Lin-chi actually said this to his assembled students, who were sitting and listening to the Dharma just as we are today. Just like his students, our thoughts waver. This is not a reason to feel inadequate, it is a reason to arouse the courage to stop looking anywhere else.
…The way I see it, we should cut off the heads of the Bliss-body and Transformation-body buddhas. Those who have fulfilled the ten stages of bodhisattva practice are no better than hired field hands; those who have attained the enlightenment of the fifty-first and fifty-second stages are prisoners shackled and bound; arhats and pratyekabuddhas are so much filth in the latrine, bodhi and nirvana are hitching posts for donkeys.
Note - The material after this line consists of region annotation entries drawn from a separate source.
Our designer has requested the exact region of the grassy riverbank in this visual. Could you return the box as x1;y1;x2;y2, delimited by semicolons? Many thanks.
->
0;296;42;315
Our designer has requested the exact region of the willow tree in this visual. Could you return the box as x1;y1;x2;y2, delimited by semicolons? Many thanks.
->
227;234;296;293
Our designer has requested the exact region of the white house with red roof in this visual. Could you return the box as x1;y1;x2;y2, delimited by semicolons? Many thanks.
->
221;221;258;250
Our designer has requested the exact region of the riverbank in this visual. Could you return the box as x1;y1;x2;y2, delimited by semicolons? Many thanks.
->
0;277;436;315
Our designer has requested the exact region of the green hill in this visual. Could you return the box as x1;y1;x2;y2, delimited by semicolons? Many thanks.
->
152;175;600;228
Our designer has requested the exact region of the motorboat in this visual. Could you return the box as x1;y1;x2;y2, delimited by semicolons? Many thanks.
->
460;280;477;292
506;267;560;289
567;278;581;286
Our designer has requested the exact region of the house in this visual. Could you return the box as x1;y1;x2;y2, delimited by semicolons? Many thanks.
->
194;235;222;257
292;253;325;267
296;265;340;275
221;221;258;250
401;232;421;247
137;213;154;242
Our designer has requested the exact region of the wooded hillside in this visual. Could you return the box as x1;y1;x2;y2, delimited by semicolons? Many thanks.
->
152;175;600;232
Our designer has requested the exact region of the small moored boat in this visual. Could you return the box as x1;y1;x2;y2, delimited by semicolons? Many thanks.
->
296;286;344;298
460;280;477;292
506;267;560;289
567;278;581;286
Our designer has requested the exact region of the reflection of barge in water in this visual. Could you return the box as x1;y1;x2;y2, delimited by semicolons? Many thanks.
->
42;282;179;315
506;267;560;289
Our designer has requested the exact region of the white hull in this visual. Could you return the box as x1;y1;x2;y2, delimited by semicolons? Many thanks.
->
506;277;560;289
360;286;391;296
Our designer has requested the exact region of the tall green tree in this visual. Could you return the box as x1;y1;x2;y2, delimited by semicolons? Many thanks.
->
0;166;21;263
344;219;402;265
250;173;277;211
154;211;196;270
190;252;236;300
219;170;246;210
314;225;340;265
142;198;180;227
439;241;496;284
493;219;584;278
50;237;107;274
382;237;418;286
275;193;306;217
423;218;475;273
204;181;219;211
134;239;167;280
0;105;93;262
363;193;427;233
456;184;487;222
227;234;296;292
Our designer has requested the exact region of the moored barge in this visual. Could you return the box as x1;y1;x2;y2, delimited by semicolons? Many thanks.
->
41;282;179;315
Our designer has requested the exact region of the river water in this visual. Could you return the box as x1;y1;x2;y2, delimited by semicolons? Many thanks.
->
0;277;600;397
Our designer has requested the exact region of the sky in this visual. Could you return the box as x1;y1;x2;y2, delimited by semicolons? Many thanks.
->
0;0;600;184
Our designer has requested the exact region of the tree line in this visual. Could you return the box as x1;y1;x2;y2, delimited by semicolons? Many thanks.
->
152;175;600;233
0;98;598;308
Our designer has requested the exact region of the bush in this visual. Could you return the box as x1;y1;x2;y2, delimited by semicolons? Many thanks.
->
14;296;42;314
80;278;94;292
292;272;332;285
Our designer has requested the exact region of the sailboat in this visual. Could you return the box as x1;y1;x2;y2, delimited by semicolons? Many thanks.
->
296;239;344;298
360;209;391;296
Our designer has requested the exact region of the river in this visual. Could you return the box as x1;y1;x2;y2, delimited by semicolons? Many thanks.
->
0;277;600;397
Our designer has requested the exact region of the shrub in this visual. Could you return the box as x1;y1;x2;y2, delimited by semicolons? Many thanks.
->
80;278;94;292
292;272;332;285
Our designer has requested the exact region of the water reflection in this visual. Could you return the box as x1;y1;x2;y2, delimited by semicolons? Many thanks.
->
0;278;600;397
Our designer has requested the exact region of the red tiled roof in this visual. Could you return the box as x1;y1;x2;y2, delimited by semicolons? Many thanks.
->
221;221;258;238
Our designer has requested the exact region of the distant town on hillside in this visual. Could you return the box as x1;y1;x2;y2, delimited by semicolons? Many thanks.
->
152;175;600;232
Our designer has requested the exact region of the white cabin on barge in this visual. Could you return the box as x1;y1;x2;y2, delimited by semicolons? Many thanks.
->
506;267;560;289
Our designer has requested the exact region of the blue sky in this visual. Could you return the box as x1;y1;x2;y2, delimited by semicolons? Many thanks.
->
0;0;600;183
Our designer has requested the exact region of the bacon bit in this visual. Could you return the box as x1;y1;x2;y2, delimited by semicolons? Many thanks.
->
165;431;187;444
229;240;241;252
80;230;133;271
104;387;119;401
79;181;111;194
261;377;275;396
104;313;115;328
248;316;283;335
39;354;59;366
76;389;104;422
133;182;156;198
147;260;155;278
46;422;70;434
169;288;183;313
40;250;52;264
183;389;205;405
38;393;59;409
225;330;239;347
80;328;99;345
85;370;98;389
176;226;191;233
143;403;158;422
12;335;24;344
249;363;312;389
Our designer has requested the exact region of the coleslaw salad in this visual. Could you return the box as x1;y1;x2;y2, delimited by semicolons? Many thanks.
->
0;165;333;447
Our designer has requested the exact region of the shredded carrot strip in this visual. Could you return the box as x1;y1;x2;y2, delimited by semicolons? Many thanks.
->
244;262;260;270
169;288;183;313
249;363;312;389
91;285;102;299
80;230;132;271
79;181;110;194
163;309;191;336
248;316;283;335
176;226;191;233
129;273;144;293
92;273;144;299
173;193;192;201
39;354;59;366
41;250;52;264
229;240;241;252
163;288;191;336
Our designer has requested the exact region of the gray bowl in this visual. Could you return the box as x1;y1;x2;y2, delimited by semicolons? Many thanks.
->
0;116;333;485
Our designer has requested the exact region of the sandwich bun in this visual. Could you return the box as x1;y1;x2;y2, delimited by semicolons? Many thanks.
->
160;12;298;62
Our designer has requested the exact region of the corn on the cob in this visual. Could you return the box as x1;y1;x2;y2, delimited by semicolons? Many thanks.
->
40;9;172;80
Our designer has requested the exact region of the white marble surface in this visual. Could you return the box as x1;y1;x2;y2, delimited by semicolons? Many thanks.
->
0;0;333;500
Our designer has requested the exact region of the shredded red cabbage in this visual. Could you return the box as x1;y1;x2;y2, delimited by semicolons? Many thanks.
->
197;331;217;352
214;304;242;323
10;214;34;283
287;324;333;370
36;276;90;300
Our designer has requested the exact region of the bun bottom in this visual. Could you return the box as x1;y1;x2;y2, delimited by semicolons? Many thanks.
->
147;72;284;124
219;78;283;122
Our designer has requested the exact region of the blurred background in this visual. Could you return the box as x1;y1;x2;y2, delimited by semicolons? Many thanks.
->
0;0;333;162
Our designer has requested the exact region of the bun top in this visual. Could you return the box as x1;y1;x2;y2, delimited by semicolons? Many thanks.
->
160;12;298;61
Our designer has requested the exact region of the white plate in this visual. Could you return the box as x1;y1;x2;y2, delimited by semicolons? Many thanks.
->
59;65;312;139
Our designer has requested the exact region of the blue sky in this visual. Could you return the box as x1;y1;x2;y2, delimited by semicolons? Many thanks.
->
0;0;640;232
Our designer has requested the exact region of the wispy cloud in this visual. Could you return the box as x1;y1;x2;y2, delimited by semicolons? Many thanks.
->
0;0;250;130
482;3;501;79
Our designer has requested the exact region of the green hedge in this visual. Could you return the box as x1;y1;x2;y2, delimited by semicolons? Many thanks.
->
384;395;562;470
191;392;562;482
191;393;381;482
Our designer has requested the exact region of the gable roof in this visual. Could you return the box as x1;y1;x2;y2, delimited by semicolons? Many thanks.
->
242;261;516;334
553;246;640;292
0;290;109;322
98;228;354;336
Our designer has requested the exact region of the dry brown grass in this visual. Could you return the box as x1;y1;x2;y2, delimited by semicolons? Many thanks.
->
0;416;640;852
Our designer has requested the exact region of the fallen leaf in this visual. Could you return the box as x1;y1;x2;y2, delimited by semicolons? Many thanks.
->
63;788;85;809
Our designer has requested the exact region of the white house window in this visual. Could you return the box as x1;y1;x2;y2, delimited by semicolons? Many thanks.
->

Why do I speak of them like this? Because you followers of the Way fail to realize that this journey to enlightenment that takes three asamkhya kalpas to accomplish is meaningless. So these things become obstacles in your way. If you were truly proper [persons] of the Way, you would never let that happen.
Zen sacrilege! Committed out of compassion for us. Anything that causes us to look outside of ourselves gets in the way. And yet, what if there were no teachings at all? We would still be asleep. So we use teachings and practices like medicine, applying them as necessary, and giving them up when they become poisonous to us.
…Fellow believers, time is precious! You rush off frantically on side roads, studying Chan, studying the Way, clinging to words, clinging to phrases, seeking Buddha, seeking the patriarchs, seeking a good friend, scheming, planning. But make no mistake. Followers of the Way, you have one set of parents – what more are you looking for?’ You should stop and take a good look at yourselves. A man of old tells us that Yajnadatta thought he had lost his head and went looking for it, but once he had put a stop to his seeking mind, he found he was perfectly all right…’
Yajnadatta looked in the mirror one day and thought he had lost his head. He temporarily lost touch with reality, and when he came back to clarity and saw he had his head, it was not that he had found his head. It had, of course, always been there. As Zen practitioners, we try to avoid running around looking for our heads, even though we are experiencing the discomfort and worry resulting from having lost track of them. We take the counsel of people we trust who assure us our heads are still there, and we sit as still as we can. The delusion of being headless eventually wears off if we do not keep getting agitated by running about searching. This is hard practice. We really, really want to find our heads. And we should want to find them.